🤖 AI Summary
Existing benchmarks struggle to evaluate large language models’ (LLMs’) capabilities in evidence-based policy reasoning, proactive information completion, and principled refusal under uncertainty in patient safety event triage. This work proposes PSEBench, the first agent environment enabling auditable and scalable evaluation: it structures policy rules as clause cards, integrates anchor-driven narrative generation with a closed-loop verification mechanism, and constructs a dataset of 5,074 synthetically generated ground-truth cases that explicitly simulate missing information and uncertainty. Evaluation across 15 mainstream LLMs demonstrates the benchmark’s validity and reveals critical deficiencies in current models’ ability to refuse answering when uncertain and to actively seek necessary information, thereby highlighting key directions for improvement.
📝 Abstract
Patient safety event triage, determining whether a clinical event is reportable under jurisdiction-specific policy, is a high-stakes task typically performed manually by patient safety experts. Although LLMs may support this workflow, reliable evaluation is limited by the lack of benchmarks to capture evidence-grounded policy reasoning, proactive information seeking for incomplete reports, and principled abstention in irreducibly ambiguous cases.

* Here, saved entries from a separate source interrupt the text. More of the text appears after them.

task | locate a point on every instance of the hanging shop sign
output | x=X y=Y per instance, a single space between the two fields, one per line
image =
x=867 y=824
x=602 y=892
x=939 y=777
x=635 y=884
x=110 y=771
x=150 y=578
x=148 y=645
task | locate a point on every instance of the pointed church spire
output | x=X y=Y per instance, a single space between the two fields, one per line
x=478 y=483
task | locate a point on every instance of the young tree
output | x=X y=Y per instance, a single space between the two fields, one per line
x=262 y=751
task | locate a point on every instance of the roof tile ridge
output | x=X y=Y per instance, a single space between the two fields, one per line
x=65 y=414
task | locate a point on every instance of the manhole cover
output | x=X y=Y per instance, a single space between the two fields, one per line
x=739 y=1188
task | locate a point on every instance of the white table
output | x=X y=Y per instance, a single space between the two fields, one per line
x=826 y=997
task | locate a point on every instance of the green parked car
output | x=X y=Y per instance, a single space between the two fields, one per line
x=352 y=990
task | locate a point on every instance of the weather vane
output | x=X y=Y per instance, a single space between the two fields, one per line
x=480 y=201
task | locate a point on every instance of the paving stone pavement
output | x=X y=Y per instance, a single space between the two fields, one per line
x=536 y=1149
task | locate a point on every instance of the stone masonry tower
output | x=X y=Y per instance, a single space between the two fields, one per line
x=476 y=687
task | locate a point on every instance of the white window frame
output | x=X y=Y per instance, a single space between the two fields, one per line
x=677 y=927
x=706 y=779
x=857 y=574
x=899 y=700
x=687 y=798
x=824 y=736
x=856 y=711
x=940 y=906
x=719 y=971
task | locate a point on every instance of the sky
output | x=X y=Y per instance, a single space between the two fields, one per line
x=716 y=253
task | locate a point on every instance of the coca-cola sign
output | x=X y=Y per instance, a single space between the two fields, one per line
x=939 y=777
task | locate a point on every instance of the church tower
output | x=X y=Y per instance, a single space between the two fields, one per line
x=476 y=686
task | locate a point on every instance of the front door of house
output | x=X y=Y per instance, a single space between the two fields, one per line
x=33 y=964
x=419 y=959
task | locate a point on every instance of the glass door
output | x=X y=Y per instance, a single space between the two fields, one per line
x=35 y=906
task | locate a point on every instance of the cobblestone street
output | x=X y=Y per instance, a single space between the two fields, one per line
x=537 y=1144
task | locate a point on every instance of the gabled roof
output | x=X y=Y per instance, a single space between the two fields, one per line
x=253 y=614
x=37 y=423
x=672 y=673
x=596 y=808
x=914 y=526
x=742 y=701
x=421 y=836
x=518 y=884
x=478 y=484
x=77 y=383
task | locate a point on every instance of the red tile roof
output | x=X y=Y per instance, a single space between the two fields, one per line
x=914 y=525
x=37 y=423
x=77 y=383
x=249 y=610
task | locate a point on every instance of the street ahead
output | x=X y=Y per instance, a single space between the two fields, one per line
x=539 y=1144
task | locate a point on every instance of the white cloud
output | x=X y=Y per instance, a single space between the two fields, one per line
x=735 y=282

We address this gap with a policy-grounded construction methodology centered on the clause card, a structured representation that factorizes regulatory text into auditable decision specifications. Combining clause cards with anchor-driven instantiation and closed-loop verification, our scalable pipeline produces narratives with by-construction ground truth and naturally supports generating missing information and uncertain variants. We instantiate this method on Minnesota's 29 Reportable Adverse Health Events, producing PSEBench, a 5,074-case benchmark with an agentic evaluation environment. Evaluation on 15 representative LLMs reveals consistent capability trends, demonstrates the benchmark's utility, and identifies actionable gaps toward reliable LLM-based patient safety event triage.